General

TCPA Farmers Lose a Crop to Spokeo

Published: Jul. 12, 2016

Updated: Oct. 05, 2020

Melody Stoops’s TCPA-claim business just took a hit. Here’s how she built her scheme, and what went wrong, according to the recent decision in Stoops v. Wells Fargo Bank.

Stoops knew that the federal Telephone Consumer Protection Act (“TCPA”) prohibits companies from using certain automated equipment to place non-emergency calls or text messages to cell phones without the prior express consent of the called parties. And she knew that the TCPA provides that an individual who receives calls or text messages in violation of this prohibition can recover a minimum of $500 per call/text, and up to $1,500 per call/text for willful or knowing violations. To cash in, she first needed to receive those calls, so she bought about 40 pre-paid cell phones to serve as a dragnet for them. To improve the odds that somebody would call her, she took an interesting step: when she registered the phones, she chose telephone numbers that were associated with a poverty-stricken ZIP code in Florida. Why? In her words, because that’s where people “would be usually defaulting on their loans or their credit cards.” She hoped that some of her new numbers would have been re-assigned from those debtors. She predicted that their creditors would mistakenly call her to collect the debts, not knowing that the numbers had been reassigned. She was right, and business was good. She carried the phones around in a shoebox and kept a log of the calls she received, churning out at least 20 pre-litigation demand letters. By her count, she filed at least eleven TCPA cases.

But then Wells Fargo fought back and had the good luck to be litigating the case when the United States Supreme Court issued its decision in Spokeo v. Robins. In Spokeo, the Supreme Court held that a person does not have standing to sue in federal court based on a mere technical violation of a statutory right if the violation did not cause actual, concrete injury.

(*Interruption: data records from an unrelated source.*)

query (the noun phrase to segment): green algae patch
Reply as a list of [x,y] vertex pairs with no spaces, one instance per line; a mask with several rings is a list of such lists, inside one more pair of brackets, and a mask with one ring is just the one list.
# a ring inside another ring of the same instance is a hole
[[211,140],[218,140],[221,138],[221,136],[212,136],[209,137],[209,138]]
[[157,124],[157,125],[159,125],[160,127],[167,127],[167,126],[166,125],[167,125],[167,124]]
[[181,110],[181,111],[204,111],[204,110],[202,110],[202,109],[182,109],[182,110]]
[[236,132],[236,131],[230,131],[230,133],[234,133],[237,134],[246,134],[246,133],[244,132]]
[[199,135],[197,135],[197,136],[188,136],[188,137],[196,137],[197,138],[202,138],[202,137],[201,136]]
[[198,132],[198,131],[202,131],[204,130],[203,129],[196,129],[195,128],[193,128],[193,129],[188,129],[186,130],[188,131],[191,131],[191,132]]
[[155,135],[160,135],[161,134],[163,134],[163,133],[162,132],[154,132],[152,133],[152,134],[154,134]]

Following Spokeo, the court in Stoops v. Wells Fargo Bank found that Stoops had not suffered this sort of injury, and it dismissed her case. The Stoops court found that the TCPA was enacted to protect consumers against nuisance calls and the invasion of privacy they inflict. The court held as follows (internal citations omitted):

Because Plaintiff has admitted that her only purpose in using her cell phones is to file TCPA lawsuits, the calls are not “a nuisance and an invasion of privacy.” Thus, Plaintiff was not required to “tend to unwanted calls,” and the calls did not constitute “the nuisance, invasion of privacy, cost, and inconvenience” from which Congress intended to protect consumers. The Court therefore must reject Plaintiff’s argument that she suffered an injury-in-fact because her privacy interests were violated.

This decision strikes a blow against serial TCPA claimants who lie in wait for TCPA-violative calls or text messages, and a heavier blow against those whose business model involves opting in to calls/texts, receiving the very calls/texts they requested, and then threatening to sue based on alleged TCPA imperfections in the opt-in process.